From the seller’s perspective, contingencies are the “what-if” window that holds the transaction in limbo… until the buyer removes them and locks in the deal.
The most common contingencies — from both sides of the table.
Buyers get the opportunity to inspect the property thoroughly — general inspections and specialists such as roof, sewer, fireplace, mold, pool, or AV systems.
For buyers, this reveals potential issues.
For sellers, it actually provides protection because the buyer learns about the home before closing, reducing the chance of disputes later.
The lender hires an independent appraiser to determine market value.
If the appraisal comes in lower than the purchase price, the buyer may need to bring additional cash to close — or they may choose to cancel the transaction.

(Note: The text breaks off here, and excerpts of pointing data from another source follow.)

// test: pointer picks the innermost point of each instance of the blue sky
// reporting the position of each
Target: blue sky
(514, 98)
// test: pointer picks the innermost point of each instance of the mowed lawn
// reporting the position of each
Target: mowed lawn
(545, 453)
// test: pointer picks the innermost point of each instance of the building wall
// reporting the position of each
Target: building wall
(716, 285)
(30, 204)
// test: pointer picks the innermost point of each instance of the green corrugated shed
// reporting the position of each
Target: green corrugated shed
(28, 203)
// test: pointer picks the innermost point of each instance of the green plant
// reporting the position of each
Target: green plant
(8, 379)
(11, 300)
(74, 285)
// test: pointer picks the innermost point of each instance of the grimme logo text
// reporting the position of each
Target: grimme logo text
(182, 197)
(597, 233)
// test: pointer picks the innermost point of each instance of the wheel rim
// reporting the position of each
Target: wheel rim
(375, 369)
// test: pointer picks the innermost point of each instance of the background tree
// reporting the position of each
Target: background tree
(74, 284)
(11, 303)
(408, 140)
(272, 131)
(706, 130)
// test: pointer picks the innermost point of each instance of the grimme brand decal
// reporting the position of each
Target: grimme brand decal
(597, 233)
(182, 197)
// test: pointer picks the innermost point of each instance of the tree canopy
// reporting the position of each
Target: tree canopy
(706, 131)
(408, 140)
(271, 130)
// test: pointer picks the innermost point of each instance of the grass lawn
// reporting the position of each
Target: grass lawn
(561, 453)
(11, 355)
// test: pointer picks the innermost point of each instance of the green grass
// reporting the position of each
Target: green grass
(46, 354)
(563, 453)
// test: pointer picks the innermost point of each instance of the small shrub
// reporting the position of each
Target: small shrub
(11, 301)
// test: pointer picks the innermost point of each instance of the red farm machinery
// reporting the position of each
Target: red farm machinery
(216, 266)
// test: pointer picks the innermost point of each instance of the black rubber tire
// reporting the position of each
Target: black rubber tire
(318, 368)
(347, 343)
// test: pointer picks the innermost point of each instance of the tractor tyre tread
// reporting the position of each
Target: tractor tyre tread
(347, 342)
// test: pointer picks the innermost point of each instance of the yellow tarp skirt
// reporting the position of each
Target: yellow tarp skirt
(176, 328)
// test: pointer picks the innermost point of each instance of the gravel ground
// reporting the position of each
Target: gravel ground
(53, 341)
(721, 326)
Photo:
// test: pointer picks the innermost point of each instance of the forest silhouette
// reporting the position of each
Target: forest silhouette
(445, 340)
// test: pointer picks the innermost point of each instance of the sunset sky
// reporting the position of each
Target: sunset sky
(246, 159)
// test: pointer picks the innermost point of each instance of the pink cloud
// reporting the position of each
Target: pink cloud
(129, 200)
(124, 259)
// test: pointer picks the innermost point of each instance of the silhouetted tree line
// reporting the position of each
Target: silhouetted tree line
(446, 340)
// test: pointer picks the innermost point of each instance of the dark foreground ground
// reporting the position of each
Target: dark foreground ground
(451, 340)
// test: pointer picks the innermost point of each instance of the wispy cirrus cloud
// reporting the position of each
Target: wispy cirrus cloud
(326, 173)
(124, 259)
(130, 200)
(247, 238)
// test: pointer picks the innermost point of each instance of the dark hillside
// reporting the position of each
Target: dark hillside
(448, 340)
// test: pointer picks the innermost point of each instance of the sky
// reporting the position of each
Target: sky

This protects the buyer if financing cannot be finalized.
Even when buyers are pre-approved, underwriting conditions and final verification can sometimes delay or prevent a loan from closing.
The preliminary title report reveals liens, easements, ownership structure, CC&Rs, and HOA obligations.
Occasionally surprises appear — an old lien, an easement, or ownership that was never properly transferred into a trust or LLC.
This report identifies environmental risks such as fire zones, flood zones, fault lines, or liquefaction areas.
In California, this is simply part of understanding where the property sits geographically.
Buyers review HOA financials, reserves, rules, regulations, and meeting minutes.
Sometimes these documents reveal future assessments, lawsuits, or rule restrictions that matter to a buyer.
For buyers, contingencies are a due diligence period — the time to confirm the home is truly the right fit. For Sellers, you are much more protected from liability!